Reminds me of Capitol Hill Books here in Washington, DC. Three floors of a tiny shop jam-packed with quality used books. Humourous hand-written genre labels, barely accepts credit cards. One of my favorite places.
Looks similar to most used book stores I've been in in the past few years. And I love that they are like this - it feels good in a way I cannot quite define. The smell of pages, the wealth of words all around...I would not honestly expect them to look any other way.
My favorite little store by my house went out of business years ago. The owner explained that while he loved running the store, and books, he could sell them on eBay much easier and without the overhead of a store itself. I can't fault him in any way, but I miss that store.
Link to Flickr photoset Mark mentioned (link in post goes to Pigeon Press).
Looks like my dad's apartment.
Don't forget MacLeod's Books in Vancouver BC, a quick day-trip up from Seattle.

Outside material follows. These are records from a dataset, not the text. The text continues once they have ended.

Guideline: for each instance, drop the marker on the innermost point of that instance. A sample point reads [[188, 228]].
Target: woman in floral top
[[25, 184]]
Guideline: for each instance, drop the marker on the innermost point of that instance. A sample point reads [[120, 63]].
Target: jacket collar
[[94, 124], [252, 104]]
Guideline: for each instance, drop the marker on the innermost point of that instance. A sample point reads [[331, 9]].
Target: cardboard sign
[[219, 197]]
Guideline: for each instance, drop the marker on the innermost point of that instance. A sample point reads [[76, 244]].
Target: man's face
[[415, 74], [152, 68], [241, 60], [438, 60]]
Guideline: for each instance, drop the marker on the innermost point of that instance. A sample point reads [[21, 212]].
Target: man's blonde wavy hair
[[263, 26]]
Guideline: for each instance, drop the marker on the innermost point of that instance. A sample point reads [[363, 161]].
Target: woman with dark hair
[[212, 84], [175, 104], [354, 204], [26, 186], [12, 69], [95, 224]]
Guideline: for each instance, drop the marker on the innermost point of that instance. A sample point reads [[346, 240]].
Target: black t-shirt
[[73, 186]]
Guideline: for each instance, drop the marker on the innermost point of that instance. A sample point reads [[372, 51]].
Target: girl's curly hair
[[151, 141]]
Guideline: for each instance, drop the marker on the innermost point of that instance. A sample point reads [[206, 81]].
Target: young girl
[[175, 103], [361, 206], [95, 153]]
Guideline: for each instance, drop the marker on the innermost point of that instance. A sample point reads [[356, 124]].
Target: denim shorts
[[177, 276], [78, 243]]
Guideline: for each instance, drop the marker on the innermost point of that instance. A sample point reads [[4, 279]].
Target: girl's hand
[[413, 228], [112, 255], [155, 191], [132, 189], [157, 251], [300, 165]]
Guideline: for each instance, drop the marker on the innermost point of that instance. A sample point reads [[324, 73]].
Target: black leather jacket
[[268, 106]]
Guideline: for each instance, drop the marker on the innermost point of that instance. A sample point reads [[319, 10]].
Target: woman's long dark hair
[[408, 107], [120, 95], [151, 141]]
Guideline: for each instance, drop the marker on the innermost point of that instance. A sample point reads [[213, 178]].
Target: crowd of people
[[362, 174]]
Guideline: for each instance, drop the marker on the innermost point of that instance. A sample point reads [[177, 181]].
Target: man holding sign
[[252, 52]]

If the store recognizes you as a bibliophile, the really towering stacks in the basement will spontanously drop amazing finds onto your head as you pass underneath (happened to me TWICE.)
That's nice to see Un Regard Moderne here, it's one of the best book store in France (maybe in the world ?). It's an important piece of the fanzine and self-publishing ecosystem.
The most famous English-language bookstore, Shakespeare & Company, is almost that crowded. On the left bank opposite the Cathedral of Notre Dame, it's a must for any English speaking visitor, on the 2nd or 3rd day of the trip when you start getting Language Lag.